TCL: Enabling Fast and Efficient Cross-Hardware Tensor Program Optimization via Continual Learning

arXiv cs.LG / 4/15/2026

📰 NewsDeveloper Stack & InfrastructureIdeas & Deep AnalysisModels & Research

Key Points

  • The paper proposes TCL, a compiler framework aimed at speeding up and improving the transferability of tensor program optimization across different CPU/GPU hardware without relying on large offline tuning datasets.
  • TCL reduces data collection costs by using the RDU Sampler, which selects only about 10% of tensor programs via active learning that jointly optimizes representativeness, diversity, and uncertainty.
  • It introduces a new Mamba-based cost model designed to capture long-range schedule dependencies with a favorable accuracy–efficiency trade-off through reduced parameterization and lightweight sequence modeling.
  • TCL also uses a continuous knowledge distillation approach to progressively transfer optimization knowledge across hardware platforms while avoiding issues like parameter explosion and data dependency common in traditional multi-task learning.
  • Experiments show TCL substantially improves tuning speed (16.8x on average for CPU and 12.48x for GPU) and modestly reduces inference latency versus Tenset-MLP (1.20x CPU and 1.13x GPU).

Abstract

Deep learning (DL) compilers rely on cost models and auto-tuning to optimize tensor programs for target hardware.
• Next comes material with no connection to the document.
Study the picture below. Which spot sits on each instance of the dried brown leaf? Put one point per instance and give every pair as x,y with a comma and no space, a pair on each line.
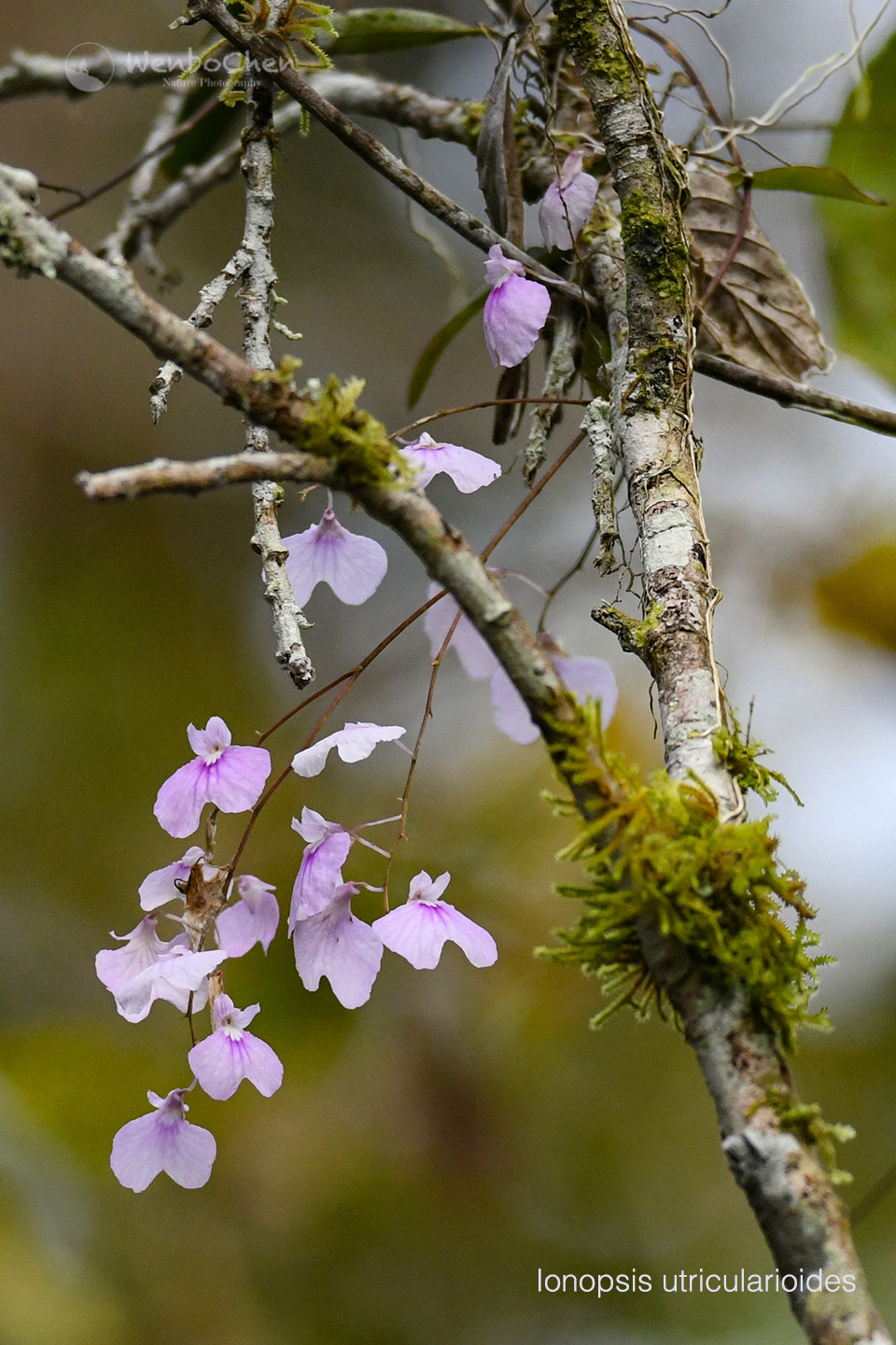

However, existing approaches depend on large offline datasets, incurring high collection costs and offering suboptimal transferability across platforms. In this paper, we introduce TCL, a novel efficient and transferable compiler framework for fast tensor program optimization across diverse hardware platforms to address these challenges. Specifically, TCL is built on three core enablers: (1) the RDU Sampler, a data-efficient active learning strategy that selects only 10% of tensor programs by jointly optimizing Representativeness, Diversity, and Uncertainty, substantially reducing data collection costs while maintaining near-original model accuracy; (2) a new Mamba-based cost model that efficiently captures long-range schedule dependencies while achieving a favorable trade-off between prediction accuracy and computational cost through reduced parameterization and lightweight sequence modeling; and (3) a continuous knowledge distillation framework that effectively and progressively transfers knowledge across multiple hardware platforms while avoiding the parameter explosion and data dependency issues typically caused by traditional multi-task learning. Extensive experiments validate the effectiveness of each individual enabler and the holistic TCL framework. When optimizing a range of mainstream DL models on both CPU and GPU platforms, TCL achieves, on average, 16.8x and 12.48x faster tuning time, and 1.20x and 1.13x lower inference latency, respectively, compared to Tenset-MLP.